PTA(Parent Teacher Association:親と教師の会)、ATP(Adenosine Triphosphate:アデノシン三リン酸)、TPP(Trans-Pacific Partnership:環太平洋戦略的経済連携協定)などなど。それでは、これらと似ていますが、くすりのPTP包装は、ご存じでしょうか。

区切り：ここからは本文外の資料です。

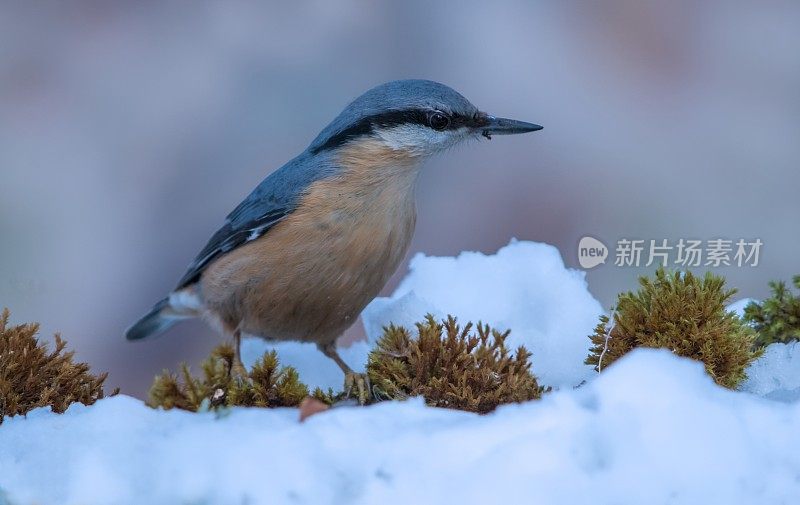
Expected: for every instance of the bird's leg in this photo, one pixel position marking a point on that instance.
(238, 369)
(352, 380)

これは、Press Through Pack(指で、表のプラスチック部分を上から押し、裏側のアルミ部分を破いて、一つずつ取り出される錠剤やカプセル剤の包装方式)です。よく見てはいるが、その包装の名前は知らない方が、ほとんどかもしれません。
この包装方式だと、常に衛生的に保管でき、また携帯する時にもとても便利です。しかし、実は、シートのままくすりを飲み込んでしまって、のどや食道、胃腸の内壁に突き刺さってしまい、内視鏡で取り出したり、穿孔(つきぬけている穴)をきたして手術を受けなければならないような、とりわけ高齢者の事例が起きています。
高血圧症や脂質異常症の薬、抗血栓薬など沢山のくすりを毎日服用している高齢者は多く、このPTP包装のシートをあらかじめ、ハサミで切って個々に収めておく人も少なくありません。この場合でも、服用時には、間違いなくシートの表側を押して裏側から取り出して、口からお水と一緒に飲み込めば、問題はありません。

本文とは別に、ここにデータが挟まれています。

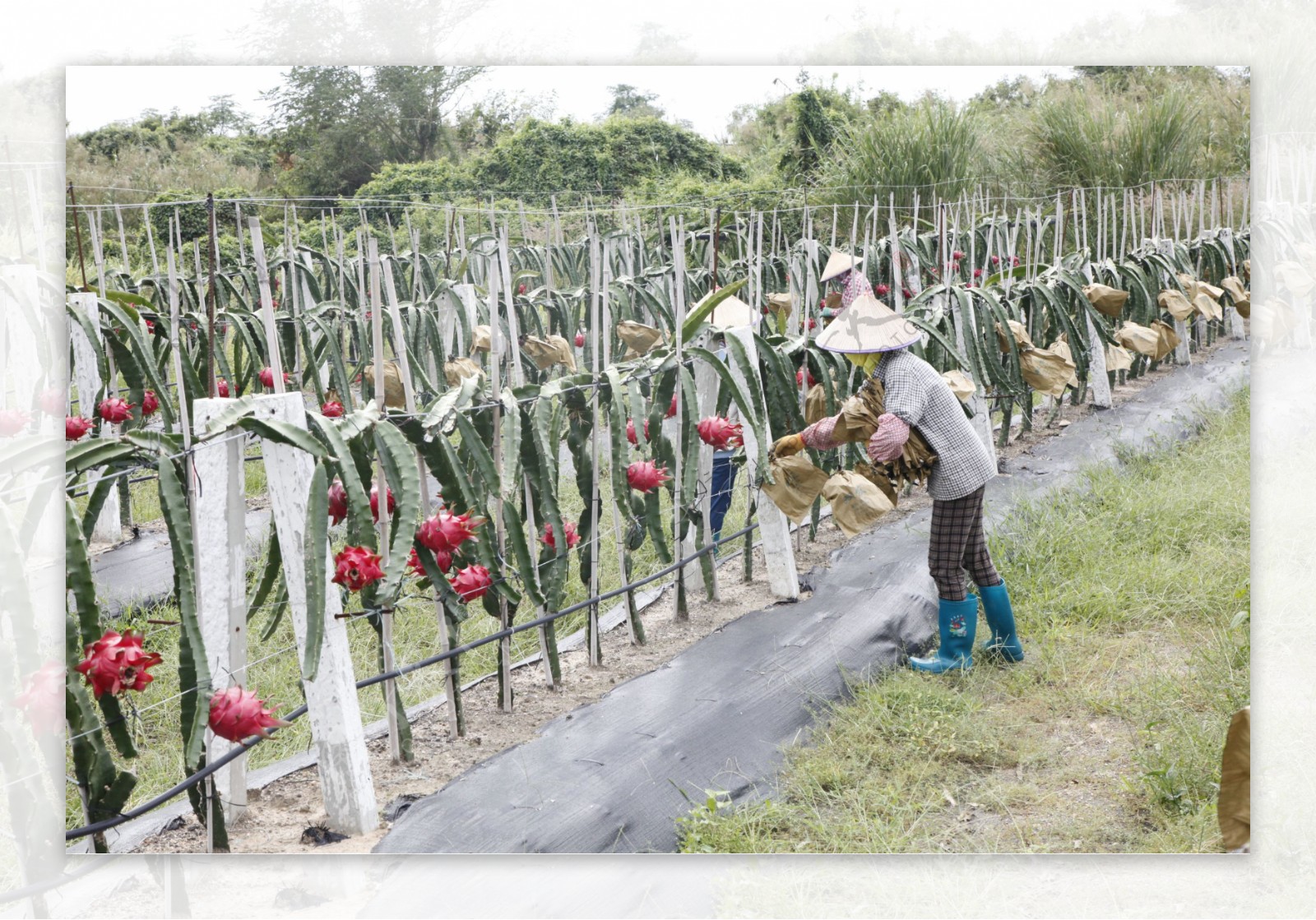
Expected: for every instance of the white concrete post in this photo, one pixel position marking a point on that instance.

しかし、包装シートを一つ一つ別々に切ると、角が極めて鋭利なために、ついうっかり、あるいは認知機能が衰えているためにシートのまま飲み込むと、救急車で病院に搬送しなければならない事態を招くのです。中には、貧血の原因を探るために、内視鏡検査を行った所、十二指腸球部に、PTP包装の角が刺さっていて、それが出血の原因であった事例もあるようです。
PTP包装は、かつては縦と横の両方にミシン目が施されていたのですが、こうした事故例が続いたため、一方向のみのミシン目に切り替えて誤飲事故の低減につなげているのです。
くすりは、病気やケガの治療に大いに効果を発揮してくれますが、量が多すぎたり飲み方を間違うと、逆に健康を害する大きなリスク(risk:危険)をもたらすのです。くすりのリスクに要注意!